Snowy Owl - Nassau Co., NY

Note: all photos in this post are © Shawn Billerman


Parmelee, David F. 1992. Snowy Owl (Bubo scandiacus), The Birds of North America Online (A. Poole, Ed.). Ithaca: Cornell Lab of Ornithology; Retrieved from the Birds of North America Online:

Sunday, December 15, 2013

Fall Migration: A Recap

Fall migration in the Laramie area was very busy this year. The fun kicked off as early as July, with the earliest migrants, shorebirds, started moving. The earliest shorebird migrants that show up in July are generally failed breeders. Shorebird migration peaks in mid to late August, but continues well into September and even October.

Baird's Sandpiper (Calidris bairdii) - Albany Co. 
Wilson's Phalarope (Phalaropus tricolor) - Albany Co.
Besides shorebirds, songbirds and other land birds made a good appearance as well.  Wilson's Warblers (Cardellina pusilla) were very this year, with smaller number of other warblers such as MacGillivray's (Geothlypis tolmiei), Orange-crowned (Oreothlypis celata), Townsend's (Setophaga townsendi), and Yellow Warblers (Setophaga petechia), and rarities including Pine Warbler (Setophaga pinus), Black-and-white Warbler (Mniotilta varia) and American Redstart (Setophaga ruticilla).
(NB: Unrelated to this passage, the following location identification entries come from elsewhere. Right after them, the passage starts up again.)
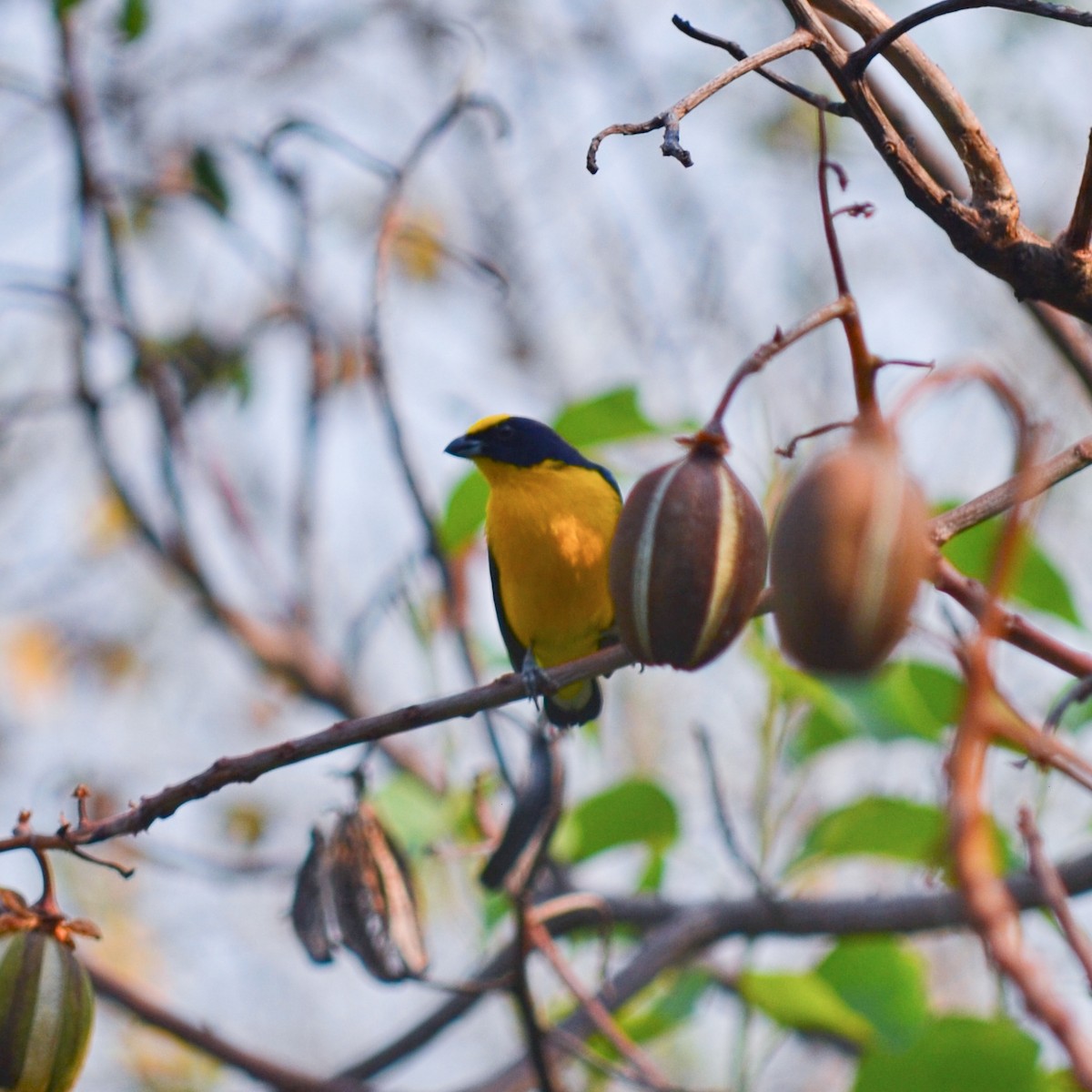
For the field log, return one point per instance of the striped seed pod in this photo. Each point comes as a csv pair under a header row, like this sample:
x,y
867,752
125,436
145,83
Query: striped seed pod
x,y
372,898
850,547
47,1007
688,560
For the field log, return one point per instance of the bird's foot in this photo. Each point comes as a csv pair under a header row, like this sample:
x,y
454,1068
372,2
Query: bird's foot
x,y
535,682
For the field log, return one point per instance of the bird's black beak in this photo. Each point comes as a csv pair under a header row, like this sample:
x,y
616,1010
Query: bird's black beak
x,y
464,447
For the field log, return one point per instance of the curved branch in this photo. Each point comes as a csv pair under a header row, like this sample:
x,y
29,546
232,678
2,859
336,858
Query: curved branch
x,y
676,933
671,118
860,60
278,1077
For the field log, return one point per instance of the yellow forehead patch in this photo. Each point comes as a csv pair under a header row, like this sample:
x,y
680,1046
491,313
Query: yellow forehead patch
x,y
480,426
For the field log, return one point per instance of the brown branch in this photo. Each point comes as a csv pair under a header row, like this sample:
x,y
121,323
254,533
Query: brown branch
x,y
1078,236
1036,480
596,1010
1014,629
115,989
819,102
247,768
861,59
284,649
780,341
693,927
992,909
1054,891
987,228
460,104
671,118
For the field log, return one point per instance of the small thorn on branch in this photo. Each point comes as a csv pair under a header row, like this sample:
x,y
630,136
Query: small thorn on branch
x,y
672,147
1078,236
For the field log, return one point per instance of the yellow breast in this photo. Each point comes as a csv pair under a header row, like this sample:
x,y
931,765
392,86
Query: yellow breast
x,y
550,529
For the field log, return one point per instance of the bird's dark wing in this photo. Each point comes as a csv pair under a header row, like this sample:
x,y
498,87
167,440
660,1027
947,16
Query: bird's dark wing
x,y
517,653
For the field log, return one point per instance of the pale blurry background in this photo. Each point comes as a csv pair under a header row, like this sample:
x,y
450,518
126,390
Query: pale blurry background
x,y
645,274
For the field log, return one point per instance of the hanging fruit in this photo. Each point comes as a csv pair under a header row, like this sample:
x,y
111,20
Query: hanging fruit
x,y
688,558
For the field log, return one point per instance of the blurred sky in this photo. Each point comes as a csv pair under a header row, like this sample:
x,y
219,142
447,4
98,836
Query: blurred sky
x,y
645,274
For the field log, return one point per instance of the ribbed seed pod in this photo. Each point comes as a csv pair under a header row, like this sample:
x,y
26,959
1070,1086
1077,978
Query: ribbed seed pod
x,y
688,560
47,1007
850,547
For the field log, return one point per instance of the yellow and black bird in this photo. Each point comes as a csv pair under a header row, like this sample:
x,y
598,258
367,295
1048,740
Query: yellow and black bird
x,y
549,524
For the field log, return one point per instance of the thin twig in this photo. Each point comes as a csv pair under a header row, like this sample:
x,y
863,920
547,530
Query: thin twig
x,y
525,1003
1016,631
707,923
601,1016
1033,481
861,59
819,102
1078,236
1054,891
780,341
721,809
864,364
671,118
460,104
115,989
989,905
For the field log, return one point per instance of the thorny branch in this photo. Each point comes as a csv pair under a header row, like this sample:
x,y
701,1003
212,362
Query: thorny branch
x,y
508,688
986,228
254,1065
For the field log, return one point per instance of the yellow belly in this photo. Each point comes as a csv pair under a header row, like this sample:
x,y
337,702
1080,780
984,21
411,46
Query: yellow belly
x,y
550,530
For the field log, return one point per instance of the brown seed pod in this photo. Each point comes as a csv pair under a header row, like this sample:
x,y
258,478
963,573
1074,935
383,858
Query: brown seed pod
x,y
850,547
47,1008
688,560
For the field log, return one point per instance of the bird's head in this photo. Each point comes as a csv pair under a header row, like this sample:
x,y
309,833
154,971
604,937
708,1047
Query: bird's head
x,y
518,441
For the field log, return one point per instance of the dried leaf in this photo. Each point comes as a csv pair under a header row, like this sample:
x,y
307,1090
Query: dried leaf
x,y
372,898
309,904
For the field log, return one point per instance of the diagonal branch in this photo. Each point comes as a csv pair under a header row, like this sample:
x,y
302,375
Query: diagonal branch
x,y
670,119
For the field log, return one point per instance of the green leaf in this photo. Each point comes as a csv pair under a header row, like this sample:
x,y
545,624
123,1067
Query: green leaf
x,y
1038,584
604,420
889,827
884,980
132,19
632,812
415,814
806,1003
207,181
656,1010
1058,1080
465,512
956,1054
878,825
906,700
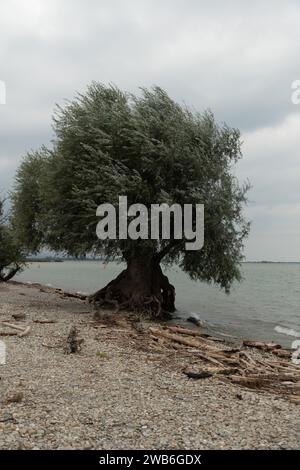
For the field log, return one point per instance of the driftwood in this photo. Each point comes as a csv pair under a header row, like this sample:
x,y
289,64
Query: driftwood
x,y
261,345
8,333
235,364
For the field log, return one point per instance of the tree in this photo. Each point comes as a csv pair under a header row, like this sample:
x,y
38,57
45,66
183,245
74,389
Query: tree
x,y
11,255
152,150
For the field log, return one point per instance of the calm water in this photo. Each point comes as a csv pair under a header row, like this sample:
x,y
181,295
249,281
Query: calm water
x,y
268,296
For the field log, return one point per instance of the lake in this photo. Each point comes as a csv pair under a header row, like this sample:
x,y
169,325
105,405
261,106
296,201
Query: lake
x,y
268,297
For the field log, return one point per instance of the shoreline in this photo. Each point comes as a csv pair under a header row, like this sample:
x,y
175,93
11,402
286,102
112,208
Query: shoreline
x,y
125,388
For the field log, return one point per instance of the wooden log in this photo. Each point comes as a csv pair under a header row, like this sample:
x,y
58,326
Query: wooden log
x,y
261,345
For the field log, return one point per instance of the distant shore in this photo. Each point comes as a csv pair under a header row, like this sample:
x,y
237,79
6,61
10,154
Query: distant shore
x,y
124,388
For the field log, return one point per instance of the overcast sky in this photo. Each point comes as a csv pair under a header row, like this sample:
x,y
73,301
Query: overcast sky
x,y
238,58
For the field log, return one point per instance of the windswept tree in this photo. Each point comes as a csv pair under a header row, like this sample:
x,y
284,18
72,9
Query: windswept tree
x,y
11,254
149,148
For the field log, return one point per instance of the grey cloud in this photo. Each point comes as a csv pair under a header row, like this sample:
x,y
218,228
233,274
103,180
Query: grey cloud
x,y
237,58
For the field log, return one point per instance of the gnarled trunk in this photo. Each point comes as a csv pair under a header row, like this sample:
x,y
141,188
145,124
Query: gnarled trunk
x,y
9,274
141,286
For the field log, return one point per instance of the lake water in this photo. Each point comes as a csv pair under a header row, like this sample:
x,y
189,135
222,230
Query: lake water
x,y
268,297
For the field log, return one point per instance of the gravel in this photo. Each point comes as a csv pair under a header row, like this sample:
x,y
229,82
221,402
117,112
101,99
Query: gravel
x,y
118,392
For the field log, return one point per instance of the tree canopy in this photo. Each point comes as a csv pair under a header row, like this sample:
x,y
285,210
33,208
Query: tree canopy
x,y
11,255
151,149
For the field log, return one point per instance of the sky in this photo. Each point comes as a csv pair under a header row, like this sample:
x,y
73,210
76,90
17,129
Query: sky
x,y
237,58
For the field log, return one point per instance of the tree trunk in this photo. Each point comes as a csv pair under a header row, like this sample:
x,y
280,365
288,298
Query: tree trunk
x,y
142,286
10,274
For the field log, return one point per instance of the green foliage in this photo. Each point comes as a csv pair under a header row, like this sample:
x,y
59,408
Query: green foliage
x,y
11,255
149,148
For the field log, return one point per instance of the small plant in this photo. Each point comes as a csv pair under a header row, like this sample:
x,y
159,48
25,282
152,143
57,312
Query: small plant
x,y
102,355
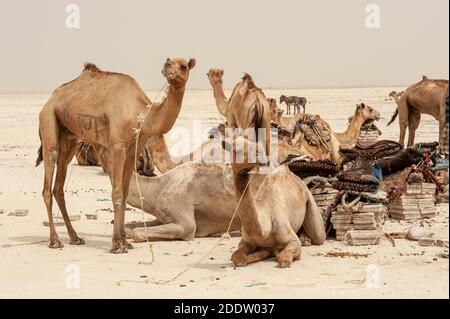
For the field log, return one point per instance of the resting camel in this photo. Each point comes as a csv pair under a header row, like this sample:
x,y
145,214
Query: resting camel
x,y
363,113
272,216
428,97
102,108
216,80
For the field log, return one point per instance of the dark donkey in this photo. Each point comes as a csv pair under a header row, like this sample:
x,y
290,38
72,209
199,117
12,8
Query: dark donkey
x,y
294,100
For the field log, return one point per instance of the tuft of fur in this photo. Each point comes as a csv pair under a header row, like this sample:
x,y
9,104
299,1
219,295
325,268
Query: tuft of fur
x,y
91,67
394,116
Sparrow diversity was also impressive, with good numbers of White-crowned (Zonotrichia leucophrys), Lincoln's (Melospiza lincolnii), and Clay-colored Sparrows (Spizella pallida).  Hummingbirds, which start moving by late July, lingered into September, with especially good numbers of Rufous Hummingbirds (Selasphorus rufus), and smaller numbers of Broad-tailed (Selasphorus platycercus) and Calliope Hummingbirds (Selasphorus calliope).

Wilson's Warbler (Cardellina pusilla) - Albany Co.
Lincoln's Sparrow (Melospiza lincolnii) - Albany Co.
Clay-colored Sparrow (Spizella pallida)
Rufous Hummingbird (Selasphorus rufus) - Albany Co.
Laramie was also host to some more unusual birds this fall.  While not completely unexpected, two Lewis's Woodpeckers (Melanerpes lewis) were found at the Greenhill Cemetery, while Williamson's Sapsuckers (Sphyrapicus thyroideus) were found elsewhere in town.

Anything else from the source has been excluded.